In the decades after World War II, Latinos moved to the U.S. mainland from Puerto Rico, Cuba, and the Dominican Republic in greater numbers than ever before. To ease demands on the island economy, Puerto Ricans were encouraged to migrate and came to U.S. cities in the 1950s. As a young Puerto Rican lawyer in New York City, Herman Badillo paved the way for increased political participation in electoral politics. In the early 1960s, the first wave of Cubans fled the communist regime of Fidel Castro and created a robust refugee community in Miami, Florida. Episode 4 of Latino Americans traces these developments and enriches the narrative of Puerto Rican and Cuban communities created in the postwar period on the U.S mainland. This guide introduces teachers to the Latino Americans documentary series and related instructional materials below.
In the 1940s and 1950s, migration from Puerto Rico to the U.S. mainland surged as a result of economic changes on the island and increased labor demand in the U.S. during and after World War II. A small though significant population of Puerto Rican migrants, established during the early decades of the twentieth century, swelled from about forty thousand in 1940 to six-hundred thousand by the late 1950s. In this lesson, students will explore primary and secondary documents from the time period to consider Puerto Ricans’ experiences of the move to the U.S. mainland and their effort to overcome nativism and racial prejudices.
In the 1960s, immigration from Cuba surged as a result of the Cuban Revolution. The United States government welcomed Cuban anti-communist exiles as refugees during the Cold War, and thousands moved into Miami and other U.S. cities. Some were met with open arms, while others were ostracized by communities wary of change. Although most Cubans hoped that Fidel Castro’s regime would collapse, thereby enabling them to return to Cuba, he remained in power into the twenty-first century. Most Cuban exiles ultimately made the United States their home. In this lesson plan, students will gain multiple perspectives on the experience of Cuban refugees during the Cold War by examining primary sources from the period.

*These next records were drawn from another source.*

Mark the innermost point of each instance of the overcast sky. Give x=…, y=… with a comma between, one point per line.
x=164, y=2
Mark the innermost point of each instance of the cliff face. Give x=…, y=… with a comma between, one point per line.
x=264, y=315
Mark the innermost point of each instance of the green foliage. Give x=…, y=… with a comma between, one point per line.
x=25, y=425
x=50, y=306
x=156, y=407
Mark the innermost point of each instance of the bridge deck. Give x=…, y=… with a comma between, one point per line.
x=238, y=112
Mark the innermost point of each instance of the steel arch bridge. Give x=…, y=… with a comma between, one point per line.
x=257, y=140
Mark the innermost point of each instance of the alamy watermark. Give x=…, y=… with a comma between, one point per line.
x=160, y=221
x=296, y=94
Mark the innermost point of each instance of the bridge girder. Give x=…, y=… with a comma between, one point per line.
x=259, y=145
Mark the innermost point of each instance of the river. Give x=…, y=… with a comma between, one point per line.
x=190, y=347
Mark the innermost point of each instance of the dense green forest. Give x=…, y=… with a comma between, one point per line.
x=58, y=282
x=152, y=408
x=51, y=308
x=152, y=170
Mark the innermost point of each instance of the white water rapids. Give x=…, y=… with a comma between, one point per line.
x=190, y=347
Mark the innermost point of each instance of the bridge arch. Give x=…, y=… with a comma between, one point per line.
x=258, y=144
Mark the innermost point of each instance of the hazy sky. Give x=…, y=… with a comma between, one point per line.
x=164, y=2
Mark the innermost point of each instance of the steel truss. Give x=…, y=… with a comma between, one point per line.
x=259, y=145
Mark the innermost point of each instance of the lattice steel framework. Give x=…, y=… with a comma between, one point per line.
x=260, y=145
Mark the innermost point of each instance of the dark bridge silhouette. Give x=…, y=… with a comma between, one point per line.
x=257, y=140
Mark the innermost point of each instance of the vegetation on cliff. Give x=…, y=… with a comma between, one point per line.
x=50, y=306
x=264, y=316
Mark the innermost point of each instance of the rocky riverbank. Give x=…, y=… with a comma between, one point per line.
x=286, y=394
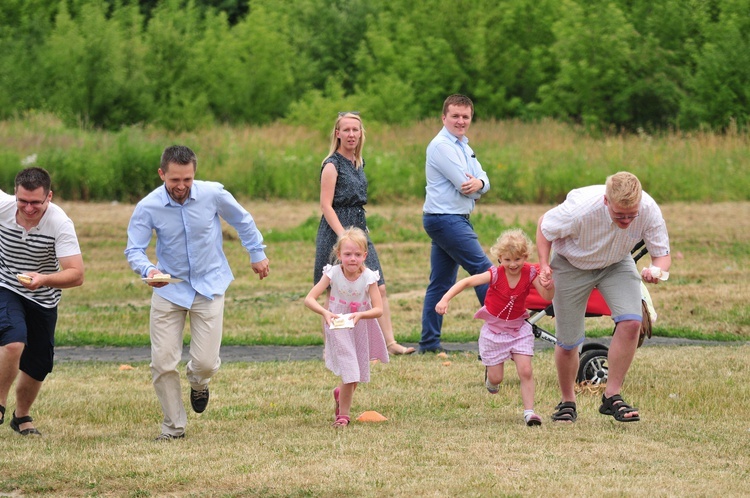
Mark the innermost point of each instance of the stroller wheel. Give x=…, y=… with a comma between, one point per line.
x=593, y=367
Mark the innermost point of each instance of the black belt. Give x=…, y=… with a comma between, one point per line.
x=448, y=214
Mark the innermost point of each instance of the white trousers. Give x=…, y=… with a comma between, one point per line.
x=167, y=326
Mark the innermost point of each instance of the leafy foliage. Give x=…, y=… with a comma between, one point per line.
x=186, y=64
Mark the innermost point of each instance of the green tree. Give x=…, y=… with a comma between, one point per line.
x=174, y=69
x=720, y=88
x=594, y=49
x=92, y=67
x=513, y=54
x=251, y=73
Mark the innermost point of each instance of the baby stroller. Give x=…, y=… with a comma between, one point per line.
x=592, y=366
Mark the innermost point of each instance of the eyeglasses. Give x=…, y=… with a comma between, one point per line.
x=34, y=204
x=624, y=217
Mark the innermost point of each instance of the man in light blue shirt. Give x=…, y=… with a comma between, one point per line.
x=455, y=181
x=185, y=214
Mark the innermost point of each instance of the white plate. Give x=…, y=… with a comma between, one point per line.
x=157, y=280
x=347, y=323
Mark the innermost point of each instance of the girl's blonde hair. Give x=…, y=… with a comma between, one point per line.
x=512, y=243
x=336, y=141
x=352, y=234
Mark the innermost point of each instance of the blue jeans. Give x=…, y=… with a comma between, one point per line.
x=454, y=243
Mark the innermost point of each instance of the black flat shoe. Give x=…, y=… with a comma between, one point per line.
x=15, y=424
x=199, y=400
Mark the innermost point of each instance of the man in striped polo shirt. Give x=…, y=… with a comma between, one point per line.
x=39, y=256
x=591, y=236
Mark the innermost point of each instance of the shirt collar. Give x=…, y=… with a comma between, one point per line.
x=453, y=138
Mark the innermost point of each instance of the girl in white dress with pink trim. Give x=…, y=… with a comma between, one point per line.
x=506, y=334
x=352, y=334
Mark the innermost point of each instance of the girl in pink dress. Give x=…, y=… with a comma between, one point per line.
x=506, y=333
x=355, y=302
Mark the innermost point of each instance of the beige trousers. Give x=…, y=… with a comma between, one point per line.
x=167, y=326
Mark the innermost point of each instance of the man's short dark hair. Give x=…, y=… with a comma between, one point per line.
x=178, y=154
x=459, y=100
x=33, y=178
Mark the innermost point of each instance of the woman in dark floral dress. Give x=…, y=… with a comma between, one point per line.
x=343, y=194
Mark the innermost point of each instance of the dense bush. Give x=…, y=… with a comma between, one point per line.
x=526, y=162
x=185, y=64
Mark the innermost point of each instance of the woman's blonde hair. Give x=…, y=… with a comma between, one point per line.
x=512, y=243
x=352, y=234
x=624, y=189
x=336, y=141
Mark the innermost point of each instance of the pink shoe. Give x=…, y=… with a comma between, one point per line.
x=336, y=399
x=341, y=421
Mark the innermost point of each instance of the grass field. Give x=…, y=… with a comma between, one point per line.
x=267, y=428
x=267, y=433
x=705, y=297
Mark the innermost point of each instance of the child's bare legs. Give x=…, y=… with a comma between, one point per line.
x=346, y=393
x=523, y=365
x=494, y=376
x=526, y=376
x=386, y=326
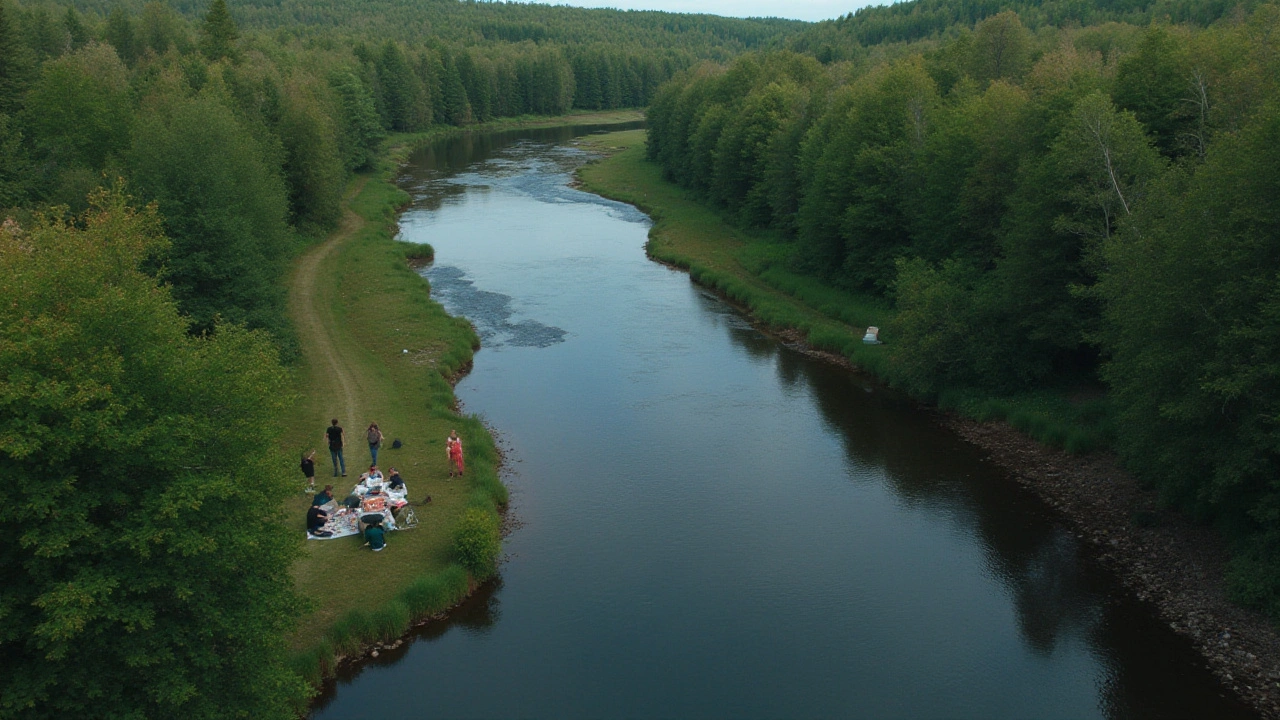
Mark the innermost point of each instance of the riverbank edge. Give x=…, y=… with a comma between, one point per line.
x=1159, y=555
x=376, y=203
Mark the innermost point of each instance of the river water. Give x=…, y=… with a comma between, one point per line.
x=713, y=524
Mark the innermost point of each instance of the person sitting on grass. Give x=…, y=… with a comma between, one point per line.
x=375, y=537
x=323, y=497
x=316, y=519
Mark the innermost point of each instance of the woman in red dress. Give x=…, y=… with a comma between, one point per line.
x=453, y=446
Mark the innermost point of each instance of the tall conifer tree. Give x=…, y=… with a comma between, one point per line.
x=219, y=32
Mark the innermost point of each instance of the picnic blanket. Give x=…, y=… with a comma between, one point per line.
x=375, y=499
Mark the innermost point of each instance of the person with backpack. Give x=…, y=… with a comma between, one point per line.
x=309, y=469
x=375, y=441
x=337, y=438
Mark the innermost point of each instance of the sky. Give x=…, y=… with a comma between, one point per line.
x=795, y=9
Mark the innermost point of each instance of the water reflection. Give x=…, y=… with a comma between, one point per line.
x=1059, y=592
x=718, y=525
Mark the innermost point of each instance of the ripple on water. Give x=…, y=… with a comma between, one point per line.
x=489, y=311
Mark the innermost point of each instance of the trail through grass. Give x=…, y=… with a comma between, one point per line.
x=375, y=347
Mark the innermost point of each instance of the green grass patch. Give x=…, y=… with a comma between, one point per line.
x=750, y=269
x=375, y=347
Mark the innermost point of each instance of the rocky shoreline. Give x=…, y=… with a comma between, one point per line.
x=1160, y=555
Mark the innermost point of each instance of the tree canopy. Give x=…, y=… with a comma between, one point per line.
x=132, y=451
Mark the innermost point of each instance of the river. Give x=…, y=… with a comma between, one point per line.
x=709, y=523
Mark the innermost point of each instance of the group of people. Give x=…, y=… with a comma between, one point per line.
x=337, y=440
x=374, y=533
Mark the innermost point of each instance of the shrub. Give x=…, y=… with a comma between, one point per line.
x=478, y=541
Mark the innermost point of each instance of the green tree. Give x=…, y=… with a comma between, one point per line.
x=78, y=113
x=312, y=168
x=1001, y=48
x=77, y=33
x=120, y=35
x=14, y=165
x=224, y=209
x=147, y=574
x=16, y=63
x=361, y=128
x=1153, y=83
x=219, y=33
x=1192, y=328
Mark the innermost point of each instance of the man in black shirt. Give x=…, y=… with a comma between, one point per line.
x=336, y=437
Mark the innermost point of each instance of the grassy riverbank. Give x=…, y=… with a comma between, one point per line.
x=357, y=308
x=750, y=269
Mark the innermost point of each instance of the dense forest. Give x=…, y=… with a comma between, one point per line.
x=160, y=165
x=1074, y=208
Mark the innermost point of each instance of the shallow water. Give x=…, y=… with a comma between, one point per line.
x=713, y=524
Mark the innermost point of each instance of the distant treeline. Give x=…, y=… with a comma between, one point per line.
x=142, y=324
x=1043, y=209
x=919, y=19
x=245, y=122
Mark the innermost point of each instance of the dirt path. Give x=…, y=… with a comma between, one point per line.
x=315, y=322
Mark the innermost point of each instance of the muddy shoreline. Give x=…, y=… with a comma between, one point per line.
x=1161, y=556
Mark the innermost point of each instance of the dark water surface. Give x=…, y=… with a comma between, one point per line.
x=716, y=525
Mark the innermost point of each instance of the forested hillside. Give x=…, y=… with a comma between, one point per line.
x=243, y=122
x=160, y=167
x=1045, y=209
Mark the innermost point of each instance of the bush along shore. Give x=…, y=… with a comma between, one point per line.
x=1040, y=440
x=375, y=347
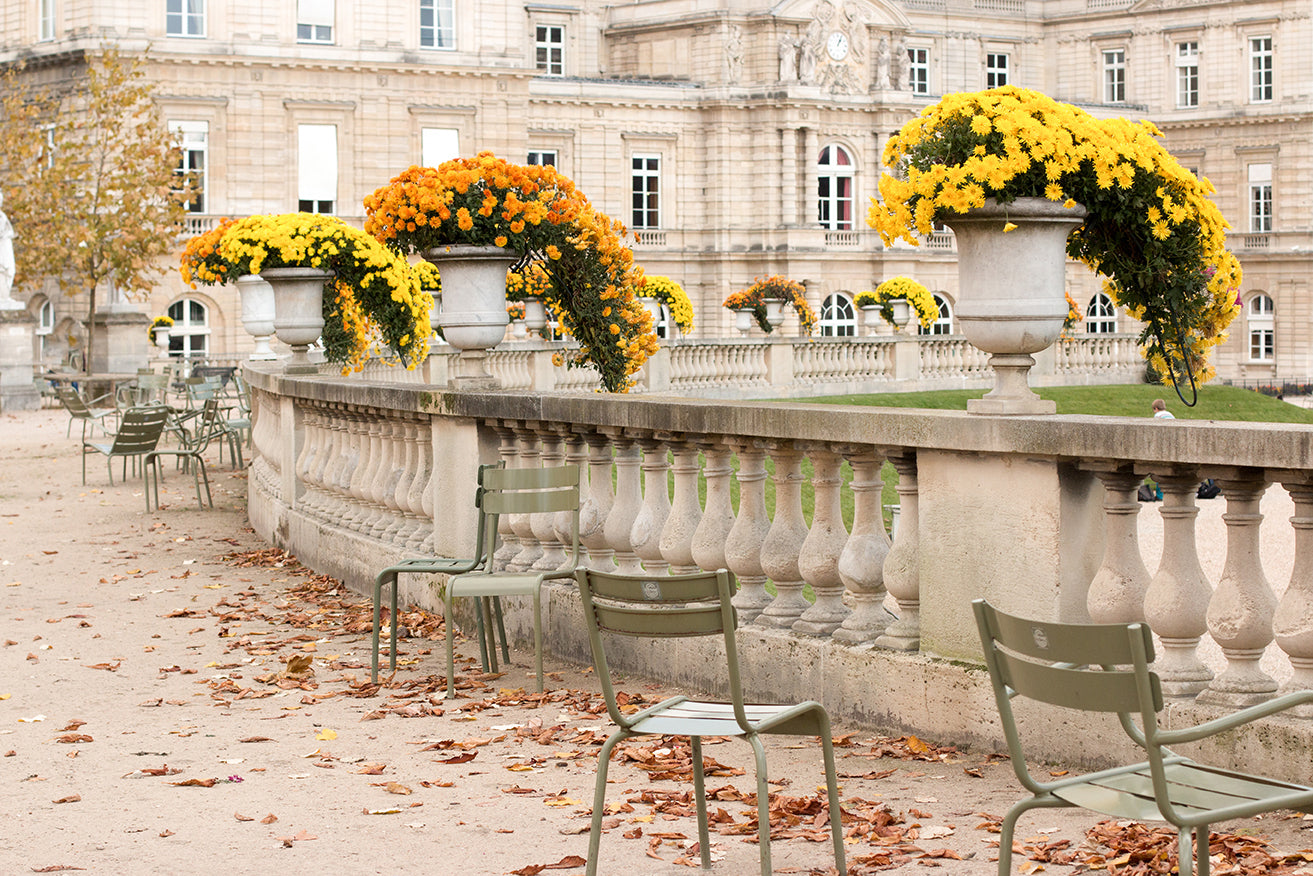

Herman Badillo was a young rising star in New York City politics in the early 1960s, becoming the first individual of Puerto Rican descent to be elected Bronx Borough President in 1965 and then the first elected to the United States Congress in 1970. As an advocate for New York’s Puerto Ricans, Badillo championed bilingual education and voting rights. In this lesson, students will examine primary sources to learn how Badillo and the Puerto Rican community were instrumental in securing equal voting rights for Spanish-speaking citizens through the Voting Rights Act of 1965 and its subsequent amendments.